= Thaddeus Attah =

Nigerian politician

Thaddeus Attah is a Nigerian politician and member for the 10th National Assembly, House of Representatives from Eti-Osa Federal Constituency of Lagos State on the ticket of Labour Party, LP.

== Political career ==
Thaddeus, an "unknown politician" contested in the February 25, 2023 House of Representatives election for Eti-Osa Federal Constituency in the metropolitan Lagos State against the candidate of the People's Democratic Party, PDP, Banky W (Olubankole Wellington) a well-known and an award-winning musical artist and the candidate of All Progressives Congress, APC, Babajide Obanikoro, the incumbent member of the Federal House of Reps running for a return ticket to the House. Obanikoro is son of Musiliu Obanikoro a well-known politician in Lagos State who was a Senator and Minister of State for Defence. Thaddeus' campaign was largely unnoticed, and he was lowly rated to win election against these opponents.
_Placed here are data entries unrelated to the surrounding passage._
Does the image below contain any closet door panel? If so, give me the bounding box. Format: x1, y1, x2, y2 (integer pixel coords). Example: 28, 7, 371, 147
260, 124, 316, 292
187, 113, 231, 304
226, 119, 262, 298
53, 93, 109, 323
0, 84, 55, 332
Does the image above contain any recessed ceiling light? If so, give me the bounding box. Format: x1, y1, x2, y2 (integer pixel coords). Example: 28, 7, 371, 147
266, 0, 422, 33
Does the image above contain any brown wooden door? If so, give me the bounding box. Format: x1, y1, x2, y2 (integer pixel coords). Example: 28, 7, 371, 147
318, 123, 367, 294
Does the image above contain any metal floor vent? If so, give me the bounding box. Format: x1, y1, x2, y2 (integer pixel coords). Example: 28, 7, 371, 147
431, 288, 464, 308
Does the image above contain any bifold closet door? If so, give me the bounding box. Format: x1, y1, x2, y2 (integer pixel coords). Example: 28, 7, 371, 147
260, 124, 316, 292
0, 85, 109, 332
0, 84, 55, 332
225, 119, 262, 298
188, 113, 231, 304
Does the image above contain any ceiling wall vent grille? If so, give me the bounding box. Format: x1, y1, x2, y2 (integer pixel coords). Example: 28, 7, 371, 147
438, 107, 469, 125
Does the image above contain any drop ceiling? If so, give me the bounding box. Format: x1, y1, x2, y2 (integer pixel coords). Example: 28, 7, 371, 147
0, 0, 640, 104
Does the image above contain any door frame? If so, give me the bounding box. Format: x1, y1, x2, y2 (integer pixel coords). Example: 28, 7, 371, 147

In the general election of 25 February, Thaddeus sprung a surprise by polling majority votes of 24,075 to defeat Banky W of the PDP who scored 18,666 to place second while the candidate of the ruling APC and the incumbent Reps member, Babajide Obanikoro scored 16,901 to place third. Hours following the declaration of Thaddeus as the winner, Banky W commented that he expected to win the election and had already planned a church thanksgiving service for the following morning after election and was also searching for a private office space and residential accommodation in Abuja ahead of his inauguration to the House if he had won. Thaddeus' win over these two opponents was one of major political upsets in the 2023 general election caused by the "effect of Peter Obi" the presidential candidate of LP.